Circos plot of H. asinina genome characteristics. From the outer to the inner layer: (a) 16 chromosome-level scaffolds (values represent length in Mb), (b) GC content, (c) exon content, (d) 5′ untranslated region (UTR) content, (e) 3′ UTR content, (f) Iso-Seq mapping coverage and a photo of H. asinina female specimen that was used for this study. Generated and calculated using TBtools80 on the basis of 1 Mb windows.

Data Records

All sequencing data used in this study and the Whole Genome Shotgun (WGS) assembly have been submitted to the National Center for Biotechnology Information (NCBI) via BioProject ID PRJNA108003959. PacBio DNA sequencing data is available under the NCBI Sequence Read Archive accession number SRR2808376460. PacBio Iso-Seq data for all tissues (eyes, gills, tentacles, liver and gonad) is available under the NCBI Sequence Read Archive accession numbers SRR28084366-SRR2808437061,62,63,64,65. The Omni-C data is available under the NCBI Sequence Read Archive accession number SRR2810064366. The WGS assembly has been deposited at GenBank under the accession GCA_037392515.167. Genome annotation files68, repeat sequences files69 and the mitochondrial genome assembly70, genome methylation regions71 are available in Figshare.

Technical Validation

Nucleic acid

DNA quality and quantity was measured using Thermo Scientific™ NanoDrop (260/280 = 1.87; 260/230 = 2.13, 111.8 ng/ml) and Qubit dsDNA High Sensitivity Assay (106 ng/ml). The integrity of the HMW gDNA was also confirmed by the Australian Genome Research Facility (AGRF) using the Agilent™ FemtoPulse system. RNA quality and quantity from all tissues were measured using Thermo Scientific™ NanoDrop (260/280 = 2.07–2.14; 260/230 = 1.93–2.28) and the Agilent™ TapeStation 4150 system (RIN > 9.3).

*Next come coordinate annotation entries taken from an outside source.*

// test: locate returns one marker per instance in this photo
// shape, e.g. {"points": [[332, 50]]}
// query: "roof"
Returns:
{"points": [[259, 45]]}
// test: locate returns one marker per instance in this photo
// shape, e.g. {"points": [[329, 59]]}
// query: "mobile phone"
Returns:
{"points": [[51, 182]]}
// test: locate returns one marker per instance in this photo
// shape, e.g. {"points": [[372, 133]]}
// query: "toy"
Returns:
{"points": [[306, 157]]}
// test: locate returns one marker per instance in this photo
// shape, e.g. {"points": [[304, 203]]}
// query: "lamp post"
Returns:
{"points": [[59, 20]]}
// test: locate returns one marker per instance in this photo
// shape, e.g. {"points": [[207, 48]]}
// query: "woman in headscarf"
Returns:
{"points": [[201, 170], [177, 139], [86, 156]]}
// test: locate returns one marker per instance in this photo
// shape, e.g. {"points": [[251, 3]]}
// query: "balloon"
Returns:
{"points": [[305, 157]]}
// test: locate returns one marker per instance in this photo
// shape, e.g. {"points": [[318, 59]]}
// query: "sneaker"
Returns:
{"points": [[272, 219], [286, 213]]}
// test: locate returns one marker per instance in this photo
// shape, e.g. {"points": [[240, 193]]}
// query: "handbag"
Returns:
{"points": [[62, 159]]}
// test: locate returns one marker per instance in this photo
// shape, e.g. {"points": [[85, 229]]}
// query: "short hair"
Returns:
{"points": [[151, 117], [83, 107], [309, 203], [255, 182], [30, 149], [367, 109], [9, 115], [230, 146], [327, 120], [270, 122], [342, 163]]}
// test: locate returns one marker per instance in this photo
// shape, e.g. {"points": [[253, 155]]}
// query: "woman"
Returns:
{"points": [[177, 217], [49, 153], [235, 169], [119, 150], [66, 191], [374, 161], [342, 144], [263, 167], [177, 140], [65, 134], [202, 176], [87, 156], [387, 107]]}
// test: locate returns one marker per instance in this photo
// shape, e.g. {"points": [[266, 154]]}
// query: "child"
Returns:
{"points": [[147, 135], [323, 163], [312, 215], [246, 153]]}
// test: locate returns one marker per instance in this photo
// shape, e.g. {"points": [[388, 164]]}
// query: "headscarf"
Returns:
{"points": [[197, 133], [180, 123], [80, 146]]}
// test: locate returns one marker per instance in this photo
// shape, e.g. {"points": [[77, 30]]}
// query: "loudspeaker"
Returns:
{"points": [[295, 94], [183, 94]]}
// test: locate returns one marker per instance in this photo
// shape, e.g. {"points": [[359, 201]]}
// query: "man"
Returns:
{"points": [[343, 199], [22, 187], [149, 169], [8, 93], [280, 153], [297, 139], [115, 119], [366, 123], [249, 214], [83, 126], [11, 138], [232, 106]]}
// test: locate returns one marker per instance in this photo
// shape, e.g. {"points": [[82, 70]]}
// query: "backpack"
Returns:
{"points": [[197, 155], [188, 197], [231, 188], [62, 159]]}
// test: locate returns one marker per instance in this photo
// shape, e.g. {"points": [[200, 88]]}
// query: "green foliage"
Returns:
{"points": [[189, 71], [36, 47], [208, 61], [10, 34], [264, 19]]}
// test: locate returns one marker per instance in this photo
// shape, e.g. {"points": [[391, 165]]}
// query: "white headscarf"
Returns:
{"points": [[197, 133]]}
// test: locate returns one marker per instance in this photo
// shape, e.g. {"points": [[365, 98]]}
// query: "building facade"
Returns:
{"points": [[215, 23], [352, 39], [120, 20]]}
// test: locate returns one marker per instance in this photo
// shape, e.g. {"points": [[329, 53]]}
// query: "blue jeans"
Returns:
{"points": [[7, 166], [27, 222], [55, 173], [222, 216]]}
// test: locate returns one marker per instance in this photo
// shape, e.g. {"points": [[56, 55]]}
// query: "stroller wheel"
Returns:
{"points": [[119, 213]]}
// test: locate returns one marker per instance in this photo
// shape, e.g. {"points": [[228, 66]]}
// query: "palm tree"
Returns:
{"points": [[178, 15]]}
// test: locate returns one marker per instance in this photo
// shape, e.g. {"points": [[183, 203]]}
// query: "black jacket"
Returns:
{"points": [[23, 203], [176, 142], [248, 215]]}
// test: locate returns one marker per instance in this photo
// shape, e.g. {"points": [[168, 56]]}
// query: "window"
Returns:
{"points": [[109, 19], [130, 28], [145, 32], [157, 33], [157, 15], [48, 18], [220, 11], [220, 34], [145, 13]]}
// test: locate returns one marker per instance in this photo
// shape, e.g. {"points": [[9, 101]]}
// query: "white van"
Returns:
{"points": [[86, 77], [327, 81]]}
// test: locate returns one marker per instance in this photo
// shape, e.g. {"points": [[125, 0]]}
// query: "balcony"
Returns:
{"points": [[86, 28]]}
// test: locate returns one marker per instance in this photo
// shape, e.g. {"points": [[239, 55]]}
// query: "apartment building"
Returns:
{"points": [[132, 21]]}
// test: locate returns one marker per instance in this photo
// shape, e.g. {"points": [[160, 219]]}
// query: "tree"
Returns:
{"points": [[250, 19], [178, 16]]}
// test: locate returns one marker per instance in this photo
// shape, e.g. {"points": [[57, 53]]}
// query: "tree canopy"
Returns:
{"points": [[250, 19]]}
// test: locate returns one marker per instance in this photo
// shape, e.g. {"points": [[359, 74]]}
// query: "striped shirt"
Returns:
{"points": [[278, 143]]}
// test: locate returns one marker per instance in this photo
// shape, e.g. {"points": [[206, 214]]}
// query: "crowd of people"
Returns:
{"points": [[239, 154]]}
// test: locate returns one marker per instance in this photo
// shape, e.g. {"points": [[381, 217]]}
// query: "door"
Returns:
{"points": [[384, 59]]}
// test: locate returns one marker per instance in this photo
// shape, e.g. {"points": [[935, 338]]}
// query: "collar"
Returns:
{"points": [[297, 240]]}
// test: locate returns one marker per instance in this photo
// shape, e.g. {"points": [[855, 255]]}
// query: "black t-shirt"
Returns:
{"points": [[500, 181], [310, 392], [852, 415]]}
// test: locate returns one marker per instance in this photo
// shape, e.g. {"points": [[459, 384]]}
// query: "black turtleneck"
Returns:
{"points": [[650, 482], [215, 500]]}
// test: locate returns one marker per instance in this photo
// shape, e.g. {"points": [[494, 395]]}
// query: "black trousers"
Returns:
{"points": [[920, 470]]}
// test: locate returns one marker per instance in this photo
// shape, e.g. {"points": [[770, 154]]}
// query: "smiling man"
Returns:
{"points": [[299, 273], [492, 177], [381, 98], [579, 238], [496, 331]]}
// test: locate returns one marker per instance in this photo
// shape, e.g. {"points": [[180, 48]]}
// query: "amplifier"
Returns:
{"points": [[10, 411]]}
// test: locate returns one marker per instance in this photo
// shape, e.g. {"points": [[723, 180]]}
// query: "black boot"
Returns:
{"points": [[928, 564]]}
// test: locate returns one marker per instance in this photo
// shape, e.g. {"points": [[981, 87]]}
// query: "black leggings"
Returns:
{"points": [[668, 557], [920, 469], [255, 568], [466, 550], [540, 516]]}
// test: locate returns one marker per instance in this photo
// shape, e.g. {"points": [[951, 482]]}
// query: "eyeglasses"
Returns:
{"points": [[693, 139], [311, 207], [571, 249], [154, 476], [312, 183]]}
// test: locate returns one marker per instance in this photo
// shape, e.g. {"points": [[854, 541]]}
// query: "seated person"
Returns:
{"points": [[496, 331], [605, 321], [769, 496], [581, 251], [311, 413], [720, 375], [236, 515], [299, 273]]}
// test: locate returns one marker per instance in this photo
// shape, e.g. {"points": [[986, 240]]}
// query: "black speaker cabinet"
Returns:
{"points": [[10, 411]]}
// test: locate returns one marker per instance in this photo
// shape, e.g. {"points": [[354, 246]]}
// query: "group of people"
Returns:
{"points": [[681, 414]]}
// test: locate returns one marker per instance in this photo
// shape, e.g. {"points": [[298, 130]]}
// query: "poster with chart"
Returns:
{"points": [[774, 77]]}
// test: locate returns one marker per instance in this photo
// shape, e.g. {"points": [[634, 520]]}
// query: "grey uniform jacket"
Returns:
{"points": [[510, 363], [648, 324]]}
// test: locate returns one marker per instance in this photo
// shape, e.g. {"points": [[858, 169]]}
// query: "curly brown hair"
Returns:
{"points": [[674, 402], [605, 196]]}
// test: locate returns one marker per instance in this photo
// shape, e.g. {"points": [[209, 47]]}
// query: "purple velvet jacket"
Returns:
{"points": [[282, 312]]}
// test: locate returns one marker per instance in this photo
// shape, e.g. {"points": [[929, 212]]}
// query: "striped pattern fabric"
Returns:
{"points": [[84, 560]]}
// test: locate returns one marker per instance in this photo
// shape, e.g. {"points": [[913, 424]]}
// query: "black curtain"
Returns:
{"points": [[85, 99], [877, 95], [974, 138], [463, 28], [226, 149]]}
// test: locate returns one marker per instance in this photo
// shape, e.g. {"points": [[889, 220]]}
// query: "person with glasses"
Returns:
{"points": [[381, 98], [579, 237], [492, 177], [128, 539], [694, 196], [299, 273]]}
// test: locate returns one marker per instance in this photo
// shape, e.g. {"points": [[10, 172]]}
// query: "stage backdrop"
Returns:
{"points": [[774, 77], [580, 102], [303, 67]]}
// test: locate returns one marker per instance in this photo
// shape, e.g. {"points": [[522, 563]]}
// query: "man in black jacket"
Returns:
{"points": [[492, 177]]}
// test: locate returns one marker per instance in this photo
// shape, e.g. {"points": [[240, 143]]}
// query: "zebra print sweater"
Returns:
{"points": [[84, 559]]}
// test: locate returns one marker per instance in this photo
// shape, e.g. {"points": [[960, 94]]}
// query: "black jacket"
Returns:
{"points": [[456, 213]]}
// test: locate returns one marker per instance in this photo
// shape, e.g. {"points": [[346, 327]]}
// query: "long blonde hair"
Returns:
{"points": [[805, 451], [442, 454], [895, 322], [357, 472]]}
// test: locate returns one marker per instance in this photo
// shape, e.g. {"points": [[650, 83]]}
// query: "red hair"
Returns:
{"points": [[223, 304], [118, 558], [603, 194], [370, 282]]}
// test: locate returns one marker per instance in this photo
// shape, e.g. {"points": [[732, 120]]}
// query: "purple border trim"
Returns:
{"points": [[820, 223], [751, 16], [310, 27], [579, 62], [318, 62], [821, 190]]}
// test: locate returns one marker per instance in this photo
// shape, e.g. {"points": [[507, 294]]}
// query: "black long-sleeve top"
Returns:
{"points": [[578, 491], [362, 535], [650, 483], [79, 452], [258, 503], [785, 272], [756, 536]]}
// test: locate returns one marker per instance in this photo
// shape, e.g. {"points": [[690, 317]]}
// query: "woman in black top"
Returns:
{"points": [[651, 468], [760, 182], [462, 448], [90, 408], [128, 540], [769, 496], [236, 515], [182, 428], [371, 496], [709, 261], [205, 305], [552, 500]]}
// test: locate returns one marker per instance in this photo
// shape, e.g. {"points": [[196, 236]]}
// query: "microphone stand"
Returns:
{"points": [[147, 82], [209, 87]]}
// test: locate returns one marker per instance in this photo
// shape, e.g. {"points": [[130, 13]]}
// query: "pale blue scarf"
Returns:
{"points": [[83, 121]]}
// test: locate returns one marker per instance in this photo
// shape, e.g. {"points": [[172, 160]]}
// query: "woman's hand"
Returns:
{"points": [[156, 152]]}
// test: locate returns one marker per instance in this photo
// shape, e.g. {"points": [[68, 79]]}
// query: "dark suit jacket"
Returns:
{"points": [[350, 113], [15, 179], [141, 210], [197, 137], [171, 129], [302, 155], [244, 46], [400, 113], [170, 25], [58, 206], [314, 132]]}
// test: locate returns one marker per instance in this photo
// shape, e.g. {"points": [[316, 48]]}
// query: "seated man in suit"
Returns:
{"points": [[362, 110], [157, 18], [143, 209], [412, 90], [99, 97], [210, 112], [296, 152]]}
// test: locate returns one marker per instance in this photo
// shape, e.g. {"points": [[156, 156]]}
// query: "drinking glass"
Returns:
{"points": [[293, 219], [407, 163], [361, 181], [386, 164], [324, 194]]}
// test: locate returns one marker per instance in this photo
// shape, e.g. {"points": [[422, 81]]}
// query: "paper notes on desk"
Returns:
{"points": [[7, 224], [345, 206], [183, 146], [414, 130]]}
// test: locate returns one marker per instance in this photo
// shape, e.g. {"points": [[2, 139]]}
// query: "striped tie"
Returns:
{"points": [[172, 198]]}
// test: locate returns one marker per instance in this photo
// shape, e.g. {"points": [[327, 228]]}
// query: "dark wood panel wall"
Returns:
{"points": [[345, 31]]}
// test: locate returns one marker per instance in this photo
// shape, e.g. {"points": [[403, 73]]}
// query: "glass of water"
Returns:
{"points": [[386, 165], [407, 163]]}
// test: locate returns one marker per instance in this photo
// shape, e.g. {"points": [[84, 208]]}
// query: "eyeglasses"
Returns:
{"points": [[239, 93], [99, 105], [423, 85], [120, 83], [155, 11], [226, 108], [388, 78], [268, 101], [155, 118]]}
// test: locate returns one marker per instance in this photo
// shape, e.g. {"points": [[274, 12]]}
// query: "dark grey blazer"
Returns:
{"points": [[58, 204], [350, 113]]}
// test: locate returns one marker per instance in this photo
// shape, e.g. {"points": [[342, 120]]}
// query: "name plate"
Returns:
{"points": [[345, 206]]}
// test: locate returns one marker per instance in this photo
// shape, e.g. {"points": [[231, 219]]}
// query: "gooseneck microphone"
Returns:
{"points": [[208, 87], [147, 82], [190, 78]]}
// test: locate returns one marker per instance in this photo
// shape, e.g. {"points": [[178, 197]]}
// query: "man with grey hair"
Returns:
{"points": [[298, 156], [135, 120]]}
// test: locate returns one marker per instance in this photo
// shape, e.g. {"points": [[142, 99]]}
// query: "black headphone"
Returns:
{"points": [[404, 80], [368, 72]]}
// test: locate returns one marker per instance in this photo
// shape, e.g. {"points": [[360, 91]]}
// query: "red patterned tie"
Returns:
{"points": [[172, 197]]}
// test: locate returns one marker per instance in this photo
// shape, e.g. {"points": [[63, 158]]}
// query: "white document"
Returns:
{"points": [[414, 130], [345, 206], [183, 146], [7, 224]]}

Sequencing data, assembly and annotations

Using HiFiAdapterFilt version 2.0.072, the PacBio HiFi reads BAM file was converted into a FASTA file prior to the adapter filtering and read trimming (using the default settings). The adapter-free FASTA file was used for k-mer counting using Meryl version 1.473 with k = 20 (estimated with Meryl based on the genome size). Next, the k-mer database was used as input to estimate the overall characteristics of the genome (genome heterozygosity, repeat content, and size) from sequencing reads using a kmer-based statistical approach via GenomeScope 2.0 version 1.0.074,75 (Fig. 5). The Hifiasm primary assembly output was used as input for QUAST version 5.2.076 and Merqury version 1.373 to generate a quality assessment report of the assembly. We used BUSCO version 5.5.077 with the metazoan_odb10 database to assess the genome assembly (–m geno–evalue 0.001–auto-lineage) and annotation (–m prot–evalue 0.001–lineage_dataset ‘metazoa_odb10’) completeness, resulting in 97.6% and 93.1% complete BUSCOs, respectively (Fig. 6). For BUSCO’s annotation completeness, isoforms were filtered from the gene set according to the latest BUSCO protocol78. Finally, we used Merqury73, a reference-free quality and completeness assessment tool for genome assemblies, resulting in 99.54% k-mer completeness and an assembly consensus quality value (QV) of 65.5 (>99.99% accuracy). The final assembly was visualized using Juicebox Assembly Tools35 to identify breakpoints in the assembly. However, we inspected these carefully and found that none show characteristic patterns of read coverage indicative of genuine errors (i.e. misjoins, translocations or inversions).

Fig. 5
figure 5

GenomeScope profile of H. asinina genome. Len: estimated genome length; uniq: overall length of unique, non-repetitive sequences; het: heterozygosity rate; kcov: mean k-mer coverage for first peak; err: error rate; dup: read duplication rate; k: k-mer length (automatically assigned). The figure was generated using GenomeScope 2.074,75.

Fig. 6
figure 6

BUSCO assessment results. BUSCO assembly (–genome) and annotation (–prot) assessment based on metazoa_odb10 lineage dataset (number of genomes: 65, number of BUSCOs: 954). The figure was generated using BUSCO77,78.